European Commission logo
français français
CORDIS - Résultats de la recherche de l’UE
CORDIS

Selection to outsmart the germs: The evolution of disease recognition and social cognition

Periodic Reporting for period 1 - DiseaseRecognition (Selection to outsmart the germs: The evolution of disease recognition and social cognition)

Période du rapport: 2017-02-01 au 2019-01-31

Humans have an unusual strategy for dealing with infectious disease. Instead of avoiding contagious individuals, we provide them with extensive care. This enables us to control the spread of diseases through our population. Surprisingly, we know very little about how care-giving behaviours evolved. Care-giving hinges on a cognitive ability whose evolutionary origins are largely unknown: the ability to recognise disease in others. This project integrates comparative psychology, host-parasite biology, anthropology, and chemical ecology to begin to reconstruct the evolution of disease recognition in the primate order.

Primates are our closest living relatives, and like humans, are known for their social complexity, characterised by learning from others, cooperation, and coalitionary behaviour. The social pressures of managing these relationships are believed to have selected for increased cognitive abilities. However, the frequent, close proximity interactions that these behaviours require also increases the risk of disease transmission, making the ability to recognise disease highly advantageous.

The brain pathways integral to understanding social interactions (social cognition) in primates are likely to also be active in detecting disease symptoms. Subtle differences perceived in faces, voices, and odour may enable primates to not only decode others’ identities, emotions, and intentions, but also detect disease. This could include changes in facial colouration, shape and texture due to fever, rashes, weight loss, or nasal discharge, changes in vocalisations due to coughing, nasal discharge or reduced lung capacity, and changes in odour due to immune activation. Thus, if the detection of social information and disease involve the same brain pathways, then they may have evolved together.

Mandrills are ideal study subjects for this question because they are highly social and engage in complex communication, including striking facial colouration, elaborate vocalisations, and scent-marking behaviours. All of these cues have the potential to communicate health information.

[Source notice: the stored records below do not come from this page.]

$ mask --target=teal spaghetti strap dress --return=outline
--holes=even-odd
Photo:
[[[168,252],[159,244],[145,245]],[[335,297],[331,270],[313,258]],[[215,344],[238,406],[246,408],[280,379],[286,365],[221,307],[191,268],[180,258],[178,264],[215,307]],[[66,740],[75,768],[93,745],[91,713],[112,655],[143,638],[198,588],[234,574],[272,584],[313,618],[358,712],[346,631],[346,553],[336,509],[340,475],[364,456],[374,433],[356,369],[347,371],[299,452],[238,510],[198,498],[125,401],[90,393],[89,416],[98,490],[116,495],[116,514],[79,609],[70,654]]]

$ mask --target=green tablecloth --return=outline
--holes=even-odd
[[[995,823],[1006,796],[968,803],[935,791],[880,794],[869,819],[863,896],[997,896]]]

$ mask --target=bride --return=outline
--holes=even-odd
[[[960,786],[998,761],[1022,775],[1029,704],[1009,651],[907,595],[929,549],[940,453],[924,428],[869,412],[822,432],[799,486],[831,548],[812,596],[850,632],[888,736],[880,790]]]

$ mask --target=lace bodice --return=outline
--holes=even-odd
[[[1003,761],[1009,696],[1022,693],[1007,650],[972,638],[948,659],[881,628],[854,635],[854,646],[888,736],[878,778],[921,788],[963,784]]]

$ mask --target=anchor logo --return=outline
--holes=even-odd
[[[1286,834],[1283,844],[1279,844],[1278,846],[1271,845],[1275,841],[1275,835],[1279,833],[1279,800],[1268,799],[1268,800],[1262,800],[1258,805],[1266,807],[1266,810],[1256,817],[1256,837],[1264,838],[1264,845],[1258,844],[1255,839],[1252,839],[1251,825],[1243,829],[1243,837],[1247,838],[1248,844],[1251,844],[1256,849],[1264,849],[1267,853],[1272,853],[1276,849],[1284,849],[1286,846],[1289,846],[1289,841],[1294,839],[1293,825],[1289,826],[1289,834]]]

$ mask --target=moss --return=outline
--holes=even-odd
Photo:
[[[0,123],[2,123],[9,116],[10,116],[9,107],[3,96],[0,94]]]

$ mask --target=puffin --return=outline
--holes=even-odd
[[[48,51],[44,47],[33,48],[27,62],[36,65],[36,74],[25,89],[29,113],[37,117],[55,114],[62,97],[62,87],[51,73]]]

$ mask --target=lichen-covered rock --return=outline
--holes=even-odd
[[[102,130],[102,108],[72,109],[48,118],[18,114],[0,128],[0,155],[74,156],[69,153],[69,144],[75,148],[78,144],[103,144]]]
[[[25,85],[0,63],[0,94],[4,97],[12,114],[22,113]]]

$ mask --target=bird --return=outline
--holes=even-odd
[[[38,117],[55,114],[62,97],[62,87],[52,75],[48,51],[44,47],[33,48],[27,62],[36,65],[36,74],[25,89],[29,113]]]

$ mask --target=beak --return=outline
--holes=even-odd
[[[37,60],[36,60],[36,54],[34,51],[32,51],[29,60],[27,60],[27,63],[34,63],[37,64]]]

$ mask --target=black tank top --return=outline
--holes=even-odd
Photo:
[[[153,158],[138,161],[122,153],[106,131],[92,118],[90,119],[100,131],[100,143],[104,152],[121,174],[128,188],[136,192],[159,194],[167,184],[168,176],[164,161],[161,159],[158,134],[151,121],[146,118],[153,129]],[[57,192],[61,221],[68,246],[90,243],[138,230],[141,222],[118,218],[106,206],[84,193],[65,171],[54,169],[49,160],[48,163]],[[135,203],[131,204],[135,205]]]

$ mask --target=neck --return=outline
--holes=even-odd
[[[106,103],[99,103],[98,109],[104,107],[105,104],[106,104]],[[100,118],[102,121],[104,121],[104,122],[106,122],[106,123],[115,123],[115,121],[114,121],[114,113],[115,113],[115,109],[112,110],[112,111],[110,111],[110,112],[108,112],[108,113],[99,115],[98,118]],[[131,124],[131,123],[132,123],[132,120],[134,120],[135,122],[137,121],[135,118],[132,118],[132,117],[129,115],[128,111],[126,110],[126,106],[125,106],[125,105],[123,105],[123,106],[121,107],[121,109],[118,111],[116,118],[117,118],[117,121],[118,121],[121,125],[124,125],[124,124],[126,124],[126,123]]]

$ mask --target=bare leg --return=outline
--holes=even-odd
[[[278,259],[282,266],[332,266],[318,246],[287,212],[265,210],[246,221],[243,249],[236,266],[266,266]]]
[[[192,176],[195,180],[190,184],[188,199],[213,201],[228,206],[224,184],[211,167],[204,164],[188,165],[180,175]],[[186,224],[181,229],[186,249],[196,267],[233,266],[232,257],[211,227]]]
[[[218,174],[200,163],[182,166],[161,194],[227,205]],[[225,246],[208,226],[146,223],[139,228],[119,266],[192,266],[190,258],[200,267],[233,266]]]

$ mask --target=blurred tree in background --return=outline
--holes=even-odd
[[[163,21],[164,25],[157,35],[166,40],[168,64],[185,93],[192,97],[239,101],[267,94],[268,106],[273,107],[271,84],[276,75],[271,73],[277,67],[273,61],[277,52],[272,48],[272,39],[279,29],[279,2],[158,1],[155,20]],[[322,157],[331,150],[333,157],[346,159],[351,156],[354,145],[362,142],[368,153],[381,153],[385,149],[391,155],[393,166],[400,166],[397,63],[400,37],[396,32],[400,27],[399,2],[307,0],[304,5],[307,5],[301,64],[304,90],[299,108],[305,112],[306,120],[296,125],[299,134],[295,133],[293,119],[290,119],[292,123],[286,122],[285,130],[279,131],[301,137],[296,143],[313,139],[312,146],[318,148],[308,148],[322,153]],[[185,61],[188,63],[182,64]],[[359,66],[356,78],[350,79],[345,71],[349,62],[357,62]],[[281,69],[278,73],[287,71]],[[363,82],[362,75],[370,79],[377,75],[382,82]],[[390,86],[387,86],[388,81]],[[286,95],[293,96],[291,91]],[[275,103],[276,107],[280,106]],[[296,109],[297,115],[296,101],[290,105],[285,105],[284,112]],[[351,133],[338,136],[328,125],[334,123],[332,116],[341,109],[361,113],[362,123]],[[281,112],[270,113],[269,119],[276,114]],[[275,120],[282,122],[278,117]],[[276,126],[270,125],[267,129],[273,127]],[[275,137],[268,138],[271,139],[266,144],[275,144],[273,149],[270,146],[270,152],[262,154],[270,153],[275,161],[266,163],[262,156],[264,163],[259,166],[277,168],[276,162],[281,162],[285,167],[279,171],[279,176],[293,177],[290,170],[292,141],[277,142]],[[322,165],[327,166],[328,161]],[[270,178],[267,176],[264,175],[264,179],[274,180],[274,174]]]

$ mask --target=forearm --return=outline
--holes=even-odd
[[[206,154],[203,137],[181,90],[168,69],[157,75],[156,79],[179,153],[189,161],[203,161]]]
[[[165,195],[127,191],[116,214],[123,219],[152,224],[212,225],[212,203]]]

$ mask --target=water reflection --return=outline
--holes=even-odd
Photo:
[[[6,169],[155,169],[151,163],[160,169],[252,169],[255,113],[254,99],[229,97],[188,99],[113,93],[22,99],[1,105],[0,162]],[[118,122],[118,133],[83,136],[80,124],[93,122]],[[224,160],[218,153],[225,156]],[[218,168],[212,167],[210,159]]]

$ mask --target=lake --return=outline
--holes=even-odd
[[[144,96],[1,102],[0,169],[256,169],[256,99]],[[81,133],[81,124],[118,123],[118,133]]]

This study integrates state-of-the-art methods from multiple disciplines (parasitology, digital imaging, bioacoustics, odour analysis, and cognition) to accomplish three objectives.
1: Test whether mandrill appearance, vocalisations, and odour signal parasite infections.
2: Test whether mandrills can detect disease via facial colouration, vocalisations, and scent-marks.
3: Test how disease recognition correlates with other types of cognition.
We collected data on approximately 50 mandrills at the International Centre for Medical Research in Franceville, Gabon. The mandrills live in large groups in huge, naturally forested enclosures. Once per year they are caught for veterinary exams and treated with anti-parasite medications. Our project piggybacked on this veterinary exam, by collecting data before and after the mandrills received the anti-parasite medications. We took photographs, recorded vocalisations, and collected odour and faecal samples before and after the treatment. We are currently analysing the data to determine if and how the mandrills’ facial colouration, vocalisations, and odour signals changed as a result of the anti-parasite medications. In the next phases of the project, we will test whether mandrills use these cues to recognise when other mandrills are infected with parasites and whether this recognition is associated with other cognitive abilities in mandrills.

We are disseminating our results as we produce them. We have shared them with the academic community through articles in well-respected scientific journals and presentations at international meetings. We have shared them with the public through public websites, talks, and media coverage of the work.
This project opens a new line of research into how the ability to recognise disease evolved and whether this ability is associated with the ability to process social information. This knowledge can help us understand disease dynamics in wild primates. This project also enables us to better understand ourselves by exploring the evolution of disease recognition, and ultimately, how disease recognition may facilitate care-giving for the sick in humans.

This study benefitted Europe in several ways. (1) It raised Europe’s research profile by forging new and lasting international collaborations. These links put Europe at the centre of a project with global connections, including the UK, the Czech Republic, Gabon, Germany, and the US. This network facilitates a sustained exchange of ideas, stimulates new synergies, and contributes to maintaining a vibrant research environment in Europe. (2) The project increases Europe’s competitiveness by creating new multidisciplinary knowledge. This is the first study of the relationship between disease recognition and cognition. As such, it creates new knowledge at the interface of animal behaviour, parasitology, and evolutionary psychology, ensuring that Europe takes a lead role in these fields. (3) The fellowship contributed to growing the European science base. The fellow served as an ambassador for research through her websites and talks. She has also mentored students and field assistants, contributing to the development of the next generation of scientists in Europe.